Weil Zwanzigjährige ihn verehren. Weil Weihnachten für sie ein Idol ist. Jemand, der faul ist, jemand, der nicht studiert hat, nur mit ımmel-amm, wurde noch jemand, der nicht einmal Sprachen spricht, und lam-lam: Bürgermeister. Der Beweis, dass es geht, nicht nur mit Arbeit, Ausdauer und Fleiß.

Jeder, der lässig gegen die willentliche, regelsetzende Macht vorgeht und doch nichts dagegen unternommen wird.

So ist Weihnachten stärker und klüger.

Er sagt, dass Gyurcsány auch vergöttert wird, weil er sich wie sie nicht an die Regeln hält, weil er trinkt, und das ist cool!

Denn diese Menschen sind nicht so starr, ihnen vorzuschreiben, was sie zu tun, zu lernen und zu arbeiten haben. Oder das Zimmer sauber halten und den Müll nicht wegwerfen. Gehe pünktlich ins Bett.

Chaos ist heute cool. Das Fehlen von Regeln.

Junge Menschen wollen diese Freiheit, damit sie nichts verantworten müssen, damit sie alles in ihrem eigenen Rhythmus erleben können, denn wenn jemand anderes ihnen einen anderen Rhythmus, ein anderes Wertesystem oder eine andere Arbeit aufzwingt, sind sie a Diktator.

Wenn die Eltern fordern, dann sind die Eltern der Diktator, wenn der Lehrer, dann ist der Lehrer der Diktator, wenn die Politiker an der Macht sind, dann sind sie die Diktatoren. Jeder, der Regeln aufstellt, ist ein Diktator.
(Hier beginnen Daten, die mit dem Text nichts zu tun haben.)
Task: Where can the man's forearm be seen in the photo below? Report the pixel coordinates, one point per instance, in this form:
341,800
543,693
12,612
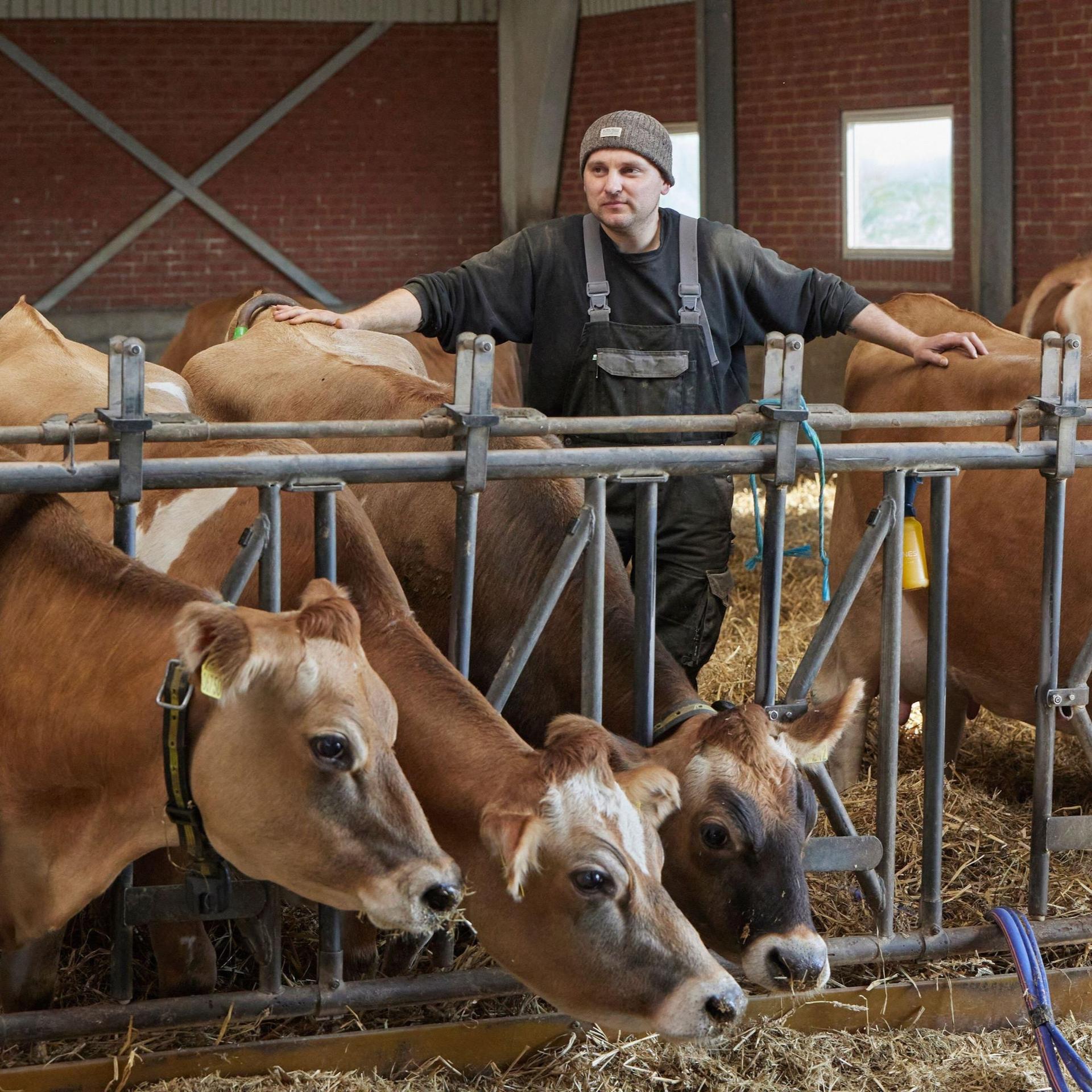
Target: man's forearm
398,313
874,326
Dieser junge Mann sagte, dass alle seine in Budapest lebenden Freunde so denken.

Alle.

Ich habe gespürt, dass er sich langsam nicht mehr traut, sich zu diesen Themen eine Meinung zu bilden, weil er sich nicht aus dem Kreis seiner Altersgruppe ausschließen will.

Ich hatte das Gefühl, dass ihm das Gespräch sehr unangenehm war.
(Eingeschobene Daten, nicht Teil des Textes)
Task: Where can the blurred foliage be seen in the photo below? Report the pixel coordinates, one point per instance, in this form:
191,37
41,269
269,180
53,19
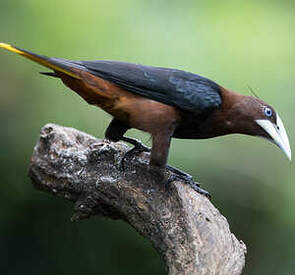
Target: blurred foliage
236,43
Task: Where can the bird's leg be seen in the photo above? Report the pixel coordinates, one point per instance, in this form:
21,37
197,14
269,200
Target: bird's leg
115,132
180,175
159,156
138,145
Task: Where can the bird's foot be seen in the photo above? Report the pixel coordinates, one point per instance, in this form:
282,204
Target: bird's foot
138,148
180,175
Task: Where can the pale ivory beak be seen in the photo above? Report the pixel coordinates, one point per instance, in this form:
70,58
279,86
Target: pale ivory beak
277,133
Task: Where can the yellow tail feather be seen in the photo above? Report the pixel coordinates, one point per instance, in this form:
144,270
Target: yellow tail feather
43,60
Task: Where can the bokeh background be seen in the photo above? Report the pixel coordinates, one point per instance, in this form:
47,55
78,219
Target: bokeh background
236,43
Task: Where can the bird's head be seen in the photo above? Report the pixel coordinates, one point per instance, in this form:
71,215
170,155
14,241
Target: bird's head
250,115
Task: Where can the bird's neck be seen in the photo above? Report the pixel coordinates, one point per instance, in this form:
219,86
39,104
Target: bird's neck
232,116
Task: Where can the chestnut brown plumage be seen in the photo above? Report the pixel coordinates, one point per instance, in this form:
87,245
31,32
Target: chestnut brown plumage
163,102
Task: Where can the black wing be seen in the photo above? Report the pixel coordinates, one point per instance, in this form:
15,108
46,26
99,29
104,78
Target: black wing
187,91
Hier ist etwas gewaltig schief gelaufen. Fürchterlich.

Kranke, faule, aggressive und inkompetente Kinder und Erwachsene sind zu Meinungs- und Wertegestaltern unserer Zeit geworden.

Gréta Thumbergek und Lilik Pankotai schreien aus sich heraus angesichts kompetenter, kluger, älterer Menschen und die Welt toleriert es stillschweigend. In der Tat...
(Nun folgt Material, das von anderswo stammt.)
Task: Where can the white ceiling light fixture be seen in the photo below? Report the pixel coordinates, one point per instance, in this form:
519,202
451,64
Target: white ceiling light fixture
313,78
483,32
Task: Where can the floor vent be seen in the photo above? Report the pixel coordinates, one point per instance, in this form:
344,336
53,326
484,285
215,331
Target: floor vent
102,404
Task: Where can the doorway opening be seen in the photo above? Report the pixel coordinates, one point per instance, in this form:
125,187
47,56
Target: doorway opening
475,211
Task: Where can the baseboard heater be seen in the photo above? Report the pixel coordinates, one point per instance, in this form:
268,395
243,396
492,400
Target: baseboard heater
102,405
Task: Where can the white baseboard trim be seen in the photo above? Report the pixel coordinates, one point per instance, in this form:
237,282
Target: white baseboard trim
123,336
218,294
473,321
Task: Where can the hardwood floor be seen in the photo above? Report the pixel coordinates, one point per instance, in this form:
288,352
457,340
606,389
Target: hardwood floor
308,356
Unsere Sprachklischees wirken sehr stark einstellungsbildend.

Als ich ein Kind war, hörte ich die folgenden Missverständnisse von Erwachsenen:

"Lerne, damit du nicht arbeiten musst."

Ich denke, viele von uns haben dieses Klischee schon einmal gehört. Dann haben wir gemerkt, dass wir auch mit dem Lernen arbeiten müssen.

Für die Kinder von heute ist der Wasserhahn auch das

– seien Sie Ihr eigener Chef (lassen Sie also niemanden über sich);

– Lebe im Moment (du musst dir keine Sorgen um die Zukunft machen);

- sei frei, sei kein Roboter, sei kein Sklave (also wer arbeitet, ist nicht frei, er ist ein Roboter, er ist ein Sklave);

– Erkenne dich selbst, du kannst alles sein, du musst es nur wollen (vielleicht ist das die gruseligste Glaubensfalle, weil es vermittelt, dass du für nichts arbeiten musst, du musst es nur wollen).

Es wird große Enttäuschungen und große Frustration geben.

Und diese jungen Leute, daran habe ich keinen Zweifel, sind in der Lage, die Welt in ihrem Zorn in Brand zu setzen, weil sie nicht dafür gearbeitet haben.

Nun, jetzt vermisse ich wirklich die wenigen autoritären Erziehungselemente, die Vekerdis Liberale mit Feuer und Eisen ausgerottet haben.